Menon also made it clear that the city-state is taking a cautious stance on cryptocurrency, acknowledging that many investors have suffered substantial losses. Despite this, Singapore is betting that stablecoins will play an increasingly important role in the future of financial services. The decision to regulate them is part of the city-state’s ambition to become a digital asset hub for institutional investors.

The MAS will require reserves backing stablecoins to be held in low-risk and highly liquid assets that must equal or exceed the value of the stablecoin in circulation at all times. Stablecoins issued outside of Singapore or pegged to other currencies or assets will continue to be subject to the existing digital payment tokens (DPT) regulatory regime.

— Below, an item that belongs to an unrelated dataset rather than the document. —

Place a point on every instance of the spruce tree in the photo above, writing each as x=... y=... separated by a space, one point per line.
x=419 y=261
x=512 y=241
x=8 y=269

Japan is also taking an active interest in stablecoins, although their approach is different from the centralized MAS-led strategy in Singapore. For instance, three Japanese banks said they would use a system developed by Web3 infrastructure company GU Technologies to experiment with stablecoins backed by assets. Also, Mitsubishi UFJ Financial Group and domestic blockchain firms Datachain, Progmat Coin and Soramitsu have begun working on a project to launch a stablecoin interoperability pilot.

In June, Japan’s revised Payment Services Law went into effect, authorizing banks, trust companies and funds transfer operators to issue stablecoins. Stablecoins must be pegged to the yen or other legal tender and guarantee holders the right to redeem them at face value.

In contrast to Singapore and Japan, the two largest countries by population in Asia, China and India, remain skeptical towards stablecoins. This could be a significant challenge for stablecoins to gain a strong foothold in trade and investment flows in the Asia-Pacific region. The Chinese government has not yet expressed interest in stablecoins, while the Reserve Bank of India (RBI) has said “no” to them, viewing them as infringing on its monetary policy sovereignty.

The evolution of the regulatory regime in Hong Kong may offer some clues as to how Beijing is thinking about stablecoins. Ultimately, if it comes down to a binary choice between CBDCs and stablecoins, most central bankers are likely to go with the former. Whether there is room for both across the region as seems to be in the case in Singapore and Japan remains to be seen.